Earlier this week, Mr Johnson warned that putting lots of countries on the travel ‘green list’ from May 17 could risk a jump in cases from abroad.
The Prime Minister has maintained Downing Street will be ‘cautious’, with Health Secretary Matt Hancock and chief medical officer Chris Whitty said to be among those pushing for quarantine-free states to be kept to a minimum.
‘We do want to do some opening up on May 17 but I don’t think that the people of this country want to see an influx of disease from anywhere else,’ Mr Johnson said on Monday.
‘I certainly don’t and we have got to be very, very tough, and we have got to be as cautious as we can, whilst we continue to open up.’
Mr Johnson’s comments were met with scrutiny by travel experts, who claimed there is ‘no danger of an influx of disease’ into Britain considering the proposed precautions.

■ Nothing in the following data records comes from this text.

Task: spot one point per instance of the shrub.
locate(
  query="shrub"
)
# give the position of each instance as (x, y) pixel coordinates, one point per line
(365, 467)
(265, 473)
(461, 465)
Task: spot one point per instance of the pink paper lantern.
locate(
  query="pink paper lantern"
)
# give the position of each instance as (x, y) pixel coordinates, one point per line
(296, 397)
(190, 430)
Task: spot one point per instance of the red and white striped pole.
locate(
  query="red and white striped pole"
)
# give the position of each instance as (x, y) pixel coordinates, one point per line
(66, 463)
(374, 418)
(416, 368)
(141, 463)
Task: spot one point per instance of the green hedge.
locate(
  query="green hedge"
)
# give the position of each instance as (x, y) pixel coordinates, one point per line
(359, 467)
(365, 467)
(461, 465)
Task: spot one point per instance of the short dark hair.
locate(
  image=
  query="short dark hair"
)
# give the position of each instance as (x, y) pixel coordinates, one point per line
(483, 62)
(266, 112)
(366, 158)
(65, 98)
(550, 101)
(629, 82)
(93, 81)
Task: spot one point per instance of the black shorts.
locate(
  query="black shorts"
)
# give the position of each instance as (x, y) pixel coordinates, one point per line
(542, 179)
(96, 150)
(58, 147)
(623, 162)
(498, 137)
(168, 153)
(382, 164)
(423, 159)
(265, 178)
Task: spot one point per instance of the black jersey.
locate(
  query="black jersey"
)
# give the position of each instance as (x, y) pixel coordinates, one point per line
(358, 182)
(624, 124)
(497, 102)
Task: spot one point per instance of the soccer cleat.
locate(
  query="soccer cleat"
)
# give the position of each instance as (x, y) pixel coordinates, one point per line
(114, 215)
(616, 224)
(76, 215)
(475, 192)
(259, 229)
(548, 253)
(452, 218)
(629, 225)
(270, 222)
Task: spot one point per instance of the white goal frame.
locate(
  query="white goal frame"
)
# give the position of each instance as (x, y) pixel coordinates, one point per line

Paul Charles, CEO of travel consultancy The PC Agency, told MailOnline: ‘The reason why testing has to be done by every passenger pre-departure to the UK, and after arriving here, is to help weed out any infections or variants. There have been very few cases or variants in recent weeks since these measures were put in place.
‘The Prime Minister needs to focus on protecting hundreds of thousands of jobs at risk in the travel and tourism sector, and open up overseas travel safely, and progressively, from May 17. ‘
Meanwhile Tui, the UK’s largest holiday company, announced it will offer customers coronavirus tests for a fraction of standard prices.
The cheapest package – aimed at people returning from green destinations – will be available for just £20, and consist of a lateral flow test and PCR test.
PCR tests alone typically cost £120 each, although several travel companies offer them for £60.
Tui said it is ‘subsidising the cost of testing to help customers travel again this summer’.
There are fears that testing requirements will make summer holidays unaffordable for many families by adding hundreds of pounds to the cost of a trip.